The Great Serpent Mound of Ohio

Time is always included in any ultimate analysis, which means (to jump a few steps) that every ‘thing’ is ‘defined’ as a lineage, extending through-time.

-thus Bruce Charlton

One of the themes of this blog is something we call “integration.”   It is a real insight (though we now only perceive through a glass darkly, and though  the word ‘insight’ falsely implies its our genius, instead of the work of the Holy Ghost).

Let me explain.

Imagine a human body divided up into thousands of 2-dimensional slices.   A 2-d creature perceiving them  might see continuity between the slices but also puzzling changes that even seem to be discontinuities.   For a long time there are two objects, foot and leg slices, that are somehow connected in symmetry, then they merge, then the interior composition changes in puzzling ways, then two added objects arrive, the arms, then everything merges and becomes very different and terminates in tens of thousands of little specks. The last slices might seem to have little or nothing to do with the first.

We perceive our bodies this way.  We see ourselves as 3-dimensional objects when we are actually 4-dimensional objects.  The current 3-dimensional object is actually a slice in one moment of time of your body.

Imagine that as you progress through time you make a tunnel in space.  The tunnel starts small, wiggles around a bit as your mother and sometimes father and others carry you ad move you.  It becomes more sinuous and curvy as you develop your own walking.  The tunnel gets larger with time.  It gets into the adult portions of its 4-dimensional anatomy until it ends in death.  The elderly end of the body looks very different and has different functions than the baby or the fetal end.

You think of yourself as a four-limbed creature.  What you really are is a worm in time.

But even that mortal body, from womb to tomb, is just one segment of your actual self.  The whole you, if we begin at the end of you that is at the beginning end of your time-dimension, starts our looking like a spirit, acquires a new limb that we call the mortal body–a very useful one–then has other parts that are more purely spiritual–then has another limb that we call the resurrected body.  These are all you.  These are all part of what you look like and what you are.

Now we only perceive one slice of ourselves.  We see only the present.  Our only access to the past is memory, and our only access to the future is imagination, hope, revelation, and faith.  But one day we will have “all things before our face”–we will see and experience and be the whole of ourselves at once.  (Whether literally everyone will, or if this is only possible/bearable for the exalted, I don’t know.  I suspect that literally everyone will as much as they are able).

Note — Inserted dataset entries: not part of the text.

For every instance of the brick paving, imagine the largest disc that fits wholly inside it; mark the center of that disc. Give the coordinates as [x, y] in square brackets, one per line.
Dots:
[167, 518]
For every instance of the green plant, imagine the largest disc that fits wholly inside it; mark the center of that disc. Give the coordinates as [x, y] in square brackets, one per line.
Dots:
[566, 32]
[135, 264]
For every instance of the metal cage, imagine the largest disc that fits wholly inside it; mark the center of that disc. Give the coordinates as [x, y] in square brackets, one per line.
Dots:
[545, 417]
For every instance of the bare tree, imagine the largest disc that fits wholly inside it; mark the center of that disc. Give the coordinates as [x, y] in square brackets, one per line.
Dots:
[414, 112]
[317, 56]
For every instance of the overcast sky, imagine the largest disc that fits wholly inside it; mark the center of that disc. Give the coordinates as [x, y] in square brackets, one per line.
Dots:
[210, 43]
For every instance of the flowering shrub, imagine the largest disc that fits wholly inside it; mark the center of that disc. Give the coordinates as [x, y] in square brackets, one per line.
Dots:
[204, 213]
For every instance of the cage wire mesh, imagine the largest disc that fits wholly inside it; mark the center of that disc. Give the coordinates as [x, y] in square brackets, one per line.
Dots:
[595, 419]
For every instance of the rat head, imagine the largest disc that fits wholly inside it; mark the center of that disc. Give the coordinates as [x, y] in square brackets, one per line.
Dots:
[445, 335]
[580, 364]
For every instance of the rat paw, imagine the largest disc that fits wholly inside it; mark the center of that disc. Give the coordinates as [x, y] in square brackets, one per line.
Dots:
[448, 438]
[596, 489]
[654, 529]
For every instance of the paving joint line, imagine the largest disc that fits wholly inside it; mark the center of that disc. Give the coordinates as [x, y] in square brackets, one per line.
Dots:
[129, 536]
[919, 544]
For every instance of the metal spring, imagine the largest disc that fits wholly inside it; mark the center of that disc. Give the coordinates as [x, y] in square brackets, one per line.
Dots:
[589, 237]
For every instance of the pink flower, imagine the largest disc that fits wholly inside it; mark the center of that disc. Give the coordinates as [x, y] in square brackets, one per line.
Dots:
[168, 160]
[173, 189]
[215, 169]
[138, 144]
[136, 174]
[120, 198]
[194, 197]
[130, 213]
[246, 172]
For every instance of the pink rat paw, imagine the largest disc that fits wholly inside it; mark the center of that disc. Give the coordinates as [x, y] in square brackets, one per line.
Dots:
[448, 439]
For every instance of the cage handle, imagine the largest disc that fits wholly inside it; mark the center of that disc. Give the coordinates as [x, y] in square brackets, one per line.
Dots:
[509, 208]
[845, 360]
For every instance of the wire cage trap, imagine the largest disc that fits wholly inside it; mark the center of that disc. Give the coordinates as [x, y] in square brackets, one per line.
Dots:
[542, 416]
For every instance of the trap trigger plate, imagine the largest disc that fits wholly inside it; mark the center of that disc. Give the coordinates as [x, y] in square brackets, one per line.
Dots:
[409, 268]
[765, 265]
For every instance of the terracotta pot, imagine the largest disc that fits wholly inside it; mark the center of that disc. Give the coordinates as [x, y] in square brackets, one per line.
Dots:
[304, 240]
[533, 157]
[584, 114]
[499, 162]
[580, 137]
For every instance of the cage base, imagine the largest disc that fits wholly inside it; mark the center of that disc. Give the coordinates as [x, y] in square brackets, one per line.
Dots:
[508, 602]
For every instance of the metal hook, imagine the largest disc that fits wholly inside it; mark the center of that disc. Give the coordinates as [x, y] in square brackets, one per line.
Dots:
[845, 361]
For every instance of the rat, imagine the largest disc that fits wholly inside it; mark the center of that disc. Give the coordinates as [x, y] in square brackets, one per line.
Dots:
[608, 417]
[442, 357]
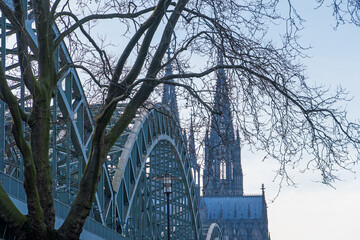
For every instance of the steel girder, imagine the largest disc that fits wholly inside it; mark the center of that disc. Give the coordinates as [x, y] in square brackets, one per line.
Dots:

With this expanded perspective, lets reconsider some famous verses.  When Christ says ‘not a hair of your head will be lost,’ He does not say that you will eventually get a replacement, just as good.  He says that this hair, now, will not be lost.  When Alma talks about the Resurrection, he does not speak of replacement.  He speaks of restoration–everything will come back to you.  Your moments as a teenager, as a child, as an adult, will all become part of your consciousness again.  They will become part of who you are; but not in the metaphorical sense we usually mean that phrase, they will literally become you again.  Like a limb that went to sleep and lost its feeling or a sense that stopped working for awhile, they will wake back up and become part of you again.

This is why we don’t just live for the present.  Eat, drink, and be merry is the equivalent of saying “I don’t care about what happens to the rest of my body, as long as the slice of me 2/3rds up between my sternum and my Adam’s apple is doing fine.”  This is why we don’t only care about our future state and do sins and iniquities now if they could theoretically make things better in the future–it would be like gashing your arm to use the blood as lipstick for your face.

Every moment is valuable for itself.  It is never only a preparation for some future time.  You are never just building a relationship or building a capacity. This moment, now, is forever part of  your relationship and part of you.

Which brings us to integration.  Integration is the idea that all of you, the future and the present and the past parts, need to fit together.  You need to experience yourself as one healthy whole.  If you are getting drunk at one moment in your life and acting responsibly and soberly at another point, and trying to be healthy at another point, there is an ugly and meaningless contrast.  If you have sex with one woman and marry a different one, it doesn’t fit.  The parts of your life are ungainly and awkward when joined together.  You look like a chimera.

chimera - Wiktionary

Integration is beauty.

You can either achieve integration by living consistently always (this will look a lot, 100% in fact, like living the commandments and following Christ’s example of love) or you can incorporate the bad or sinful parts of your life into a harmonious narrative by making them part of a trajectory of growth through change and repentance.  Christ is the Great Integrator (this is literally what At-one-ment means).  In the atonement, Christ experienced your whole life, all parts of it at once, the way you someday will, and mastered them.

If you do not integrate then, I assume, the corrupted parts of your life history must be removed from you as if they had never been, like amputating a broken limb.